Verify authorization using kubectl auth can-i:

kubectl auth can-i create deployments --namespace=default --as=john
no 

kubectl auth can-i create secrets --namespace=default --as=john
no

kubectl auth can-i get pods --namespace=default --as=john
yes

Good work, we successfully create pod-manager called John. Inspire by this repo from Brendan Burns.

We still have more problems to tackle —

Key Distribution: Distributing cryptographic keys securely is essential to maintain the confidentiality and integrity of sensitive information. How do we share it? mailed? Drive or Dropbox it?

Key Expiration: Setting expiration dates for cryptographic keys is crucial for maintaining security. Regularly rotating keys helps mitigate the risk of compromised keys over time. We want the user to update the key easily but not so easily for unauthorized one.

Key Security: Protecting cryptographic keys is of utmost importance. It is important to consider industry best practices and relevant standards. Because in security context everything is vulnerable.

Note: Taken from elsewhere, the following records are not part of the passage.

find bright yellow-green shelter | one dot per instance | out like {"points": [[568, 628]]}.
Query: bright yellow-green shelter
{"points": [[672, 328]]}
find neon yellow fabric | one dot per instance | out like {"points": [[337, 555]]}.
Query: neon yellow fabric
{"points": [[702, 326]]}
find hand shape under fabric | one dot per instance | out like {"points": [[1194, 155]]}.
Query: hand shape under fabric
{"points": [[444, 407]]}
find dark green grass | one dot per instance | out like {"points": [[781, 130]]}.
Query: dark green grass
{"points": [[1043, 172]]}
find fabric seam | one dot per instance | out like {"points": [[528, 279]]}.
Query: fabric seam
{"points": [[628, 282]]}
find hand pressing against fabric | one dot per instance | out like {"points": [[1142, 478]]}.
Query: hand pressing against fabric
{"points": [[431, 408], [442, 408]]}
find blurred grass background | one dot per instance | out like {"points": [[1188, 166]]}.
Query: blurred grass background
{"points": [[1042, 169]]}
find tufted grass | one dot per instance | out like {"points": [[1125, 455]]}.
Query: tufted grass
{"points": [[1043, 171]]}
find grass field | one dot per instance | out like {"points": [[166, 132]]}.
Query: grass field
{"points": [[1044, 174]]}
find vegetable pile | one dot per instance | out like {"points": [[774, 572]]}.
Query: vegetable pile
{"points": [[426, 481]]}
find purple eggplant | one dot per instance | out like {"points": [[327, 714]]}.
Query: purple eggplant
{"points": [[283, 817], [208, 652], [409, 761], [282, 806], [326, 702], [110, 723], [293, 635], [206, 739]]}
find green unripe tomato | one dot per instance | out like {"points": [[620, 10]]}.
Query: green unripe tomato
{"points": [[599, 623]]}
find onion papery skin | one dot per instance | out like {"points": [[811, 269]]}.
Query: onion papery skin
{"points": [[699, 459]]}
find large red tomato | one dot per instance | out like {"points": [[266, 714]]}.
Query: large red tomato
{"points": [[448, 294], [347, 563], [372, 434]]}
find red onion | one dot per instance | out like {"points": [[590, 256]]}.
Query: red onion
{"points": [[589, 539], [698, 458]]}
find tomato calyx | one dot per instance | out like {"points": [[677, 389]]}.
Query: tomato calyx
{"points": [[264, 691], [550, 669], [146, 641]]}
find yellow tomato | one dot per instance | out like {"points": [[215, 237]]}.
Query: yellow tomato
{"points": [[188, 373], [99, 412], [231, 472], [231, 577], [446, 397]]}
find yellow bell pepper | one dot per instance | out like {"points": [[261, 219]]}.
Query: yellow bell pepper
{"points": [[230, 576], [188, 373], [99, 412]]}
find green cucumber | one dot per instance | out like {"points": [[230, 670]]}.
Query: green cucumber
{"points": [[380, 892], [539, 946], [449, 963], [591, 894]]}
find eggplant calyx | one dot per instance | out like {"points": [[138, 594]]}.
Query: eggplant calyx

Key Breaches: If a key is compromised, it can lead to severe security breaches. Do we have incident response plan, or key revocation and replacement.

While the security landscape is ever-evolving and vulnerabilities can emerge, comprehensive security practices, risk assessments, and a proactive approach can significantly mitigate risks and enhance overall security. Hope it’s useful and have a good one.